Green, who has been in the industry for more than 32 years, said similar to many industries, facilities have struggled to secure protective gear while hospitals seemingly get first priority for the equipment.
Care facilities are now facing the extra costs of markups on protective gear, and in some cases additional staffing and hazard pay, Green said. For example, for hospital gowns the group would normally pay 99 cents for, they are now paying $10, she said.
The industry is underfunded as it is, and most facilities even in normal circumstances don’t make enough to cover expenses, Green said. The pandemic has severely compounded the issue.
The underfunding of facilities can be seen across the U.S., Green said. But Oklahoma is on the low end for Medicaid payment rates to facility owners, and even though the state saw an increase in rates earlier this year, it’s still not enough to break even on costs, she said.
“We just developed the 2020 budget — those budgets don’t even exist anymore and those budgets are spent to the penny,” Green said. “Now you have a 1,000 percent markup (on PPE) and a food shortage and cleaning product shortage and staffing shortages.
“And it’s just absolute devastation.”
Gov. Kevin Stitt during a press conference on Friday announced he authorized the Oklahoma National Guard to “deep clean” care facilities across the state and that teams with the health department would start testing in centers that had yet to see a confirmed COVID-19 case.
And the Oklahoma State Department of Health this week said it was forming a task force to help long-term care facilities through “consultation, assessment and training” to help prevent the spread of COVID-19. The agency also is expected to distribute personal protective equipment to facilities over the weekend.
At the Grove Nursing Center, 46 residents and 21 workers have tested positive for COVID-19, and two people have died.
The biggest hurdle for the facility has been getting protective equipment and maintaining staffing, said Larry Cain, owner of Phoenix Healthcare, which operates six care facilities in the state.
Because many employees at the center have tested positive for the disease, staffing has been depleted, Cain said, though the facility so far has managed to maintain proper staffing levels.

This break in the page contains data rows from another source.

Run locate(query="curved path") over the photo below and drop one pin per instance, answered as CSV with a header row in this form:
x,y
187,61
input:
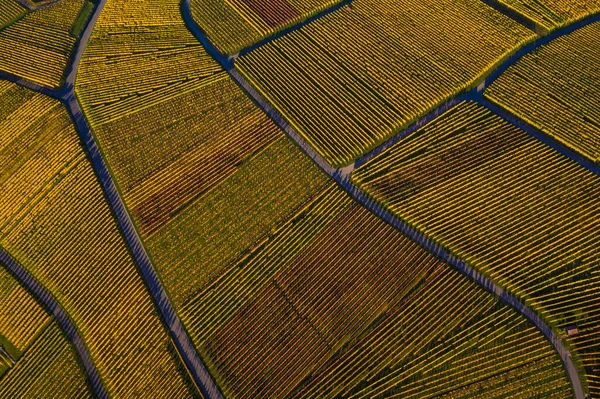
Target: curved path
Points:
x,y
32,7
188,354
341,176
39,292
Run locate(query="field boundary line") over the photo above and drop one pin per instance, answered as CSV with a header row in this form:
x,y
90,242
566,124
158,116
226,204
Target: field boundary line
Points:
x,y
39,292
66,94
341,177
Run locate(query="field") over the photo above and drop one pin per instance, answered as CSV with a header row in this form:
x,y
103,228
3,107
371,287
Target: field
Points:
x,y
515,209
234,25
10,11
211,185
38,46
47,370
554,89
372,312
21,319
352,79
551,14
55,221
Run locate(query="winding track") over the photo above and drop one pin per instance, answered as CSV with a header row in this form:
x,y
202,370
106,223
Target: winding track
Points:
x,y
39,292
182,341
341,175
32,7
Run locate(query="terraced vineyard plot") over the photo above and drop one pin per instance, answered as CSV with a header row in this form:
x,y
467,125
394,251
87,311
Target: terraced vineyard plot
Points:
x,y
47,370
203,171
54,220
554,89
352,79
38,47
517,210
234,25
10,11
21,318
365,304
550,14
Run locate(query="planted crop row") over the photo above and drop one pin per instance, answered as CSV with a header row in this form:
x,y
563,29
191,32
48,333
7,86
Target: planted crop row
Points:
x,y
352,79
55,221
550,14
204,173
21,317
170,122
38,46
451,340
237,24
556,90
10,11
48,369
338,283
517,210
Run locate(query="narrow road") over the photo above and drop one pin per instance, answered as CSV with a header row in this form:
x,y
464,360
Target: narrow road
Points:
x,y
39,292
181,339
32,7
341,176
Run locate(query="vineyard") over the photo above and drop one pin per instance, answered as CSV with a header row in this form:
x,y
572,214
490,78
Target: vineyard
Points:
x,y
54,220
237,24
200,167
10,11
352,79
551,14
47,370
38,46
21,319
374,313
553,90
517,210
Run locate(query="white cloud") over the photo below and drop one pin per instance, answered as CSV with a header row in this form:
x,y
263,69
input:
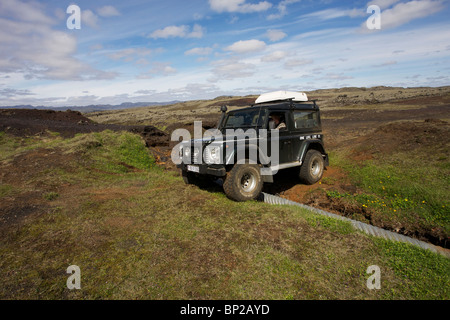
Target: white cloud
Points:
x,y
159,68
108,11
282,9
178,32
385,64
90,18
275,35
247,46
403,13
238,6
32,48
231,69
297,62
274,56
197,32
199,51
334,13
130,54
383,4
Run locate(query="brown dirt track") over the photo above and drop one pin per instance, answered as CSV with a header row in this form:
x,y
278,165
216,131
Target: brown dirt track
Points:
x,y
369,130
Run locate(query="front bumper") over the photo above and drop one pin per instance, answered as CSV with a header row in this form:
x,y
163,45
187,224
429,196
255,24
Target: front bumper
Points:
x,y
218,171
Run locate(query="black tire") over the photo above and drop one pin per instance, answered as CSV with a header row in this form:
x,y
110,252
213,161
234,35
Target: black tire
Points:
x,y
243,182
311,170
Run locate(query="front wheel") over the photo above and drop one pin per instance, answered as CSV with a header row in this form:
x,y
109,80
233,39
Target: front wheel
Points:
x,y
243,182
311,170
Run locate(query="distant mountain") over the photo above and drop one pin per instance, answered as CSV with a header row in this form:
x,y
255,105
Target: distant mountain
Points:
x,y
97,107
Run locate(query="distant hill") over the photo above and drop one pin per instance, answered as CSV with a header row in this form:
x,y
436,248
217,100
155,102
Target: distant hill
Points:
x,y
94,108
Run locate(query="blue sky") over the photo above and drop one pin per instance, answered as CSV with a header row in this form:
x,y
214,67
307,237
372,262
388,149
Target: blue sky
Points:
x,y
198,49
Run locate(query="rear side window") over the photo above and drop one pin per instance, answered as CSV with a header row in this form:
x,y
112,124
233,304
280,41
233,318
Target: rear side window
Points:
x,y
306,119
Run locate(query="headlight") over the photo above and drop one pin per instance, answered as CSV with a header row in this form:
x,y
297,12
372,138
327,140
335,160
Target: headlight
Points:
x,y
213,155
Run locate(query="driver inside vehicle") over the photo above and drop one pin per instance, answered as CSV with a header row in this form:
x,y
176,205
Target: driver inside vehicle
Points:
x,y
278,124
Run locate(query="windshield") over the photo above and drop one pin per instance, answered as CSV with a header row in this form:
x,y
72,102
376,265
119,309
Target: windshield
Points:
x,y
240,119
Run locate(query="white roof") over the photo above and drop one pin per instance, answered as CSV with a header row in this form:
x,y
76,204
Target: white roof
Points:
x,y
282,95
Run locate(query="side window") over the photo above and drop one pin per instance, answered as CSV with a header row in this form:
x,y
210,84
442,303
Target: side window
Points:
x,y
277,120
305,119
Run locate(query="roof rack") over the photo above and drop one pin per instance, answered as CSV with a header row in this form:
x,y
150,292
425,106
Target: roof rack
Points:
x,y
282,96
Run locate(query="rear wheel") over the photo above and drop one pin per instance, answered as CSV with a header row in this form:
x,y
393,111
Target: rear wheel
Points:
x,y
243,182
311,170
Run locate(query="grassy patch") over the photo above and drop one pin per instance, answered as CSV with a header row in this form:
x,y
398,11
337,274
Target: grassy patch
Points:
x,y
425,274
144,234
402,187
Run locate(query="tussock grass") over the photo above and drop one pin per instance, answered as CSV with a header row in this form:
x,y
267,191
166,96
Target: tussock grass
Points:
x,y
143,234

Cain also has faced markups for protective gear, and has spent $12 for face masks that usually cost $1 each.
“No one in the nursing home business has planned for anything anywhere close to this,” he said. “I think the assumption was always that FEMA or some other federal agency would be there to assist and help in any way that we needed in the event some crisis like this did occur.
“But in this case it ended up being not enough.”
Preventing the spread of COVID-19 in care facilities is tricky because many people don’t show symptoms. A worker could easily enter a center unaware they have the disease, said Steven Buck, president and executive director of Care Providers Oklahoma, which represents the interests of residents and workers in long-term care facilities.
“It’s well documented we (the state) didn’t have a great deal of testing,” Buck said.
As the state’s testing capacity increases, the care community warrants more testing, he said.
To slow the spread of COVID-19 in facilities, the state is in the process of establishing intermediate care centers for nursing home residents returning from the hospital. A wing of Franciscan Villa has been outfitted for that purpose, another facility is available in Enid and spaces will soon be open in Oklahoma City, Buck said.
With the heightened use of personal protective equipment, additional staffing and overtime, financial assistance for the industry will be needed.
Care Providers Oklahoma last month in a letter requested financial relief from the state. Since then, the group has discussed the issue with the Oklahoma Health Care Authority and members of the governor’s cabinet, Buck said.
“I have been encouraged by some of the early response, but nothing definitive has been offered at this time,” Buck said on Thursday afternoon. “And I would just underscore that it needs to pick up some urgency.”